In 2017, Missing & Murdered: Who killed Alberta Williams? won the Radio Television Digital News Association's (RTDNA) Adrienne Clarkson Award and was nominated for a Webby Award. Walker and colleagues at the CBC's Indigenous Unit, won multiple awards including the 2016 Canadian Association of Journalists' Don McGillivray investigative award, a Canadian Screen Award and the prestigious Hillman Award for its "Missing & Murdered: The Unsolved Cases of Indigenous Women and Girls" interactive website.
Walker is from the Okanese First Nation in Saskatchewan. She currently lives with her family in Toronto.

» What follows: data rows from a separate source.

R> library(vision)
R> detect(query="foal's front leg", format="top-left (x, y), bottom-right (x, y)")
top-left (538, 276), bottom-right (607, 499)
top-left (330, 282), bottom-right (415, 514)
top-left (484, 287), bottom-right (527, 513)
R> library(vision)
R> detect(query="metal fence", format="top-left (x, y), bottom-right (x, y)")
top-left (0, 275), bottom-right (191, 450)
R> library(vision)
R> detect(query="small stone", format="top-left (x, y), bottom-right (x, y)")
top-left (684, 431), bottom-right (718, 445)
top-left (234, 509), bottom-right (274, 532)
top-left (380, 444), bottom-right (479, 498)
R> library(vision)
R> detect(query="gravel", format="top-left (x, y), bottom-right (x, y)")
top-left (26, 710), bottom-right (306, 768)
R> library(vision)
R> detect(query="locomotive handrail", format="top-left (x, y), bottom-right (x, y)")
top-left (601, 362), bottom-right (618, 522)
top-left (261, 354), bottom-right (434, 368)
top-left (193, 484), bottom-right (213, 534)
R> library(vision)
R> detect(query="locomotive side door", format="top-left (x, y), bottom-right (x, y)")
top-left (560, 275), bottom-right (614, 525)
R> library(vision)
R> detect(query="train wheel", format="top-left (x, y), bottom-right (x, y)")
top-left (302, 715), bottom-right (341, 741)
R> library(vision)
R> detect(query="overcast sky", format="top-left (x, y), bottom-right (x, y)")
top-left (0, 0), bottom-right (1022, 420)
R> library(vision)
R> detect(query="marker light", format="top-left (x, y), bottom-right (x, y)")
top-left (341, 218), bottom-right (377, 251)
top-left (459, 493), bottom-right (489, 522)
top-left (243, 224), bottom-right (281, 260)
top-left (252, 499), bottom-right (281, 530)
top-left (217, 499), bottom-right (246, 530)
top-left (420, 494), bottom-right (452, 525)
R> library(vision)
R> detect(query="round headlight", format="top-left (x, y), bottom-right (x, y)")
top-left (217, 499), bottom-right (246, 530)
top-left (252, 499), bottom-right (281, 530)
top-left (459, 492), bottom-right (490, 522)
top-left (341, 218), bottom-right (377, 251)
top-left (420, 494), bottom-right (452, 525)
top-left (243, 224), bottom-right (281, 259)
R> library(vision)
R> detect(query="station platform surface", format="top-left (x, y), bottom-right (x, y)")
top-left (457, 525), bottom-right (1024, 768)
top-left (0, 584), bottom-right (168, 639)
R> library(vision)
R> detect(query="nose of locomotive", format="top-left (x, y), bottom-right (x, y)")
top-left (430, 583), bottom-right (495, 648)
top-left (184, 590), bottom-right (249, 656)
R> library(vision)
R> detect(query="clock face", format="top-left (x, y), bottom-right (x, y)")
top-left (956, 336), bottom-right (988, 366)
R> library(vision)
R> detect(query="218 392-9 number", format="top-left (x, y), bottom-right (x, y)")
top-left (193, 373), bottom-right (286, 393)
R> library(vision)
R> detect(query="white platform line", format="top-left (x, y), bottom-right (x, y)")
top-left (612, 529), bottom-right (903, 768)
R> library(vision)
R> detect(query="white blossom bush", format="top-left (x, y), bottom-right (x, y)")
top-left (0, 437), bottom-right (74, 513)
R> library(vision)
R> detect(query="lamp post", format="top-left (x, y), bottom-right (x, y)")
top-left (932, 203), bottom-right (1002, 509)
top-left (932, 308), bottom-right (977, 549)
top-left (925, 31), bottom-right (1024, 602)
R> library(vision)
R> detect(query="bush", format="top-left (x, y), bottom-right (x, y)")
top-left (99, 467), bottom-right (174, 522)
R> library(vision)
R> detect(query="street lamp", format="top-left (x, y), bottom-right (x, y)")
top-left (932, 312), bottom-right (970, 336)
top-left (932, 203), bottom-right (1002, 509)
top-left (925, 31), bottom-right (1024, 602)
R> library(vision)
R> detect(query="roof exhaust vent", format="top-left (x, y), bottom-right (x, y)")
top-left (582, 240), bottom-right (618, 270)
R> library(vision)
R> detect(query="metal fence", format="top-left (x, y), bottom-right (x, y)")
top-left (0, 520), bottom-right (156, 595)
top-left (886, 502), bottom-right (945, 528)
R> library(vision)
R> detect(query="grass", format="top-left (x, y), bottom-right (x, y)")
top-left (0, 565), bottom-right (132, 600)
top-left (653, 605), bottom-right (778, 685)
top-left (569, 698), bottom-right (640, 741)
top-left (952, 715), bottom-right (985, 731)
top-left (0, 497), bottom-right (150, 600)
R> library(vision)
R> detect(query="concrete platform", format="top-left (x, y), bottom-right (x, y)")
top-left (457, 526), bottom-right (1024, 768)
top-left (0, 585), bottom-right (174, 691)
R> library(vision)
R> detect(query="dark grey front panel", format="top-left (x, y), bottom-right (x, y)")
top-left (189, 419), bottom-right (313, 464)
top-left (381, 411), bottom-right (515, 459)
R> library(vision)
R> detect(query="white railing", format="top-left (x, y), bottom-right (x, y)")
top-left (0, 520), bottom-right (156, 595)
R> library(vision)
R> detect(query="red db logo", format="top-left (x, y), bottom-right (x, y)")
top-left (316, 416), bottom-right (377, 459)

James M. Minifie Lecture background:

This will be the 38th edition of the Minifie Lecture. In June 1980, the James M. Minifie Fund was set up to help support the School of Journalism at the University of Regina. The fund has provided the school with modern facilities for classes in all aspects of journalism. The fund also supports a free public annual lecture featuring Canada's most distinguished journalists.

Noted past lecturers include: Derek Stoffel (2015), Nahlah Ayed (2014), Wab Kinew (2013), Kevin Newman (2005), Adrienne Clarkson (1999), Lloyd Robertson (1997) and Pamela Wallin (1992).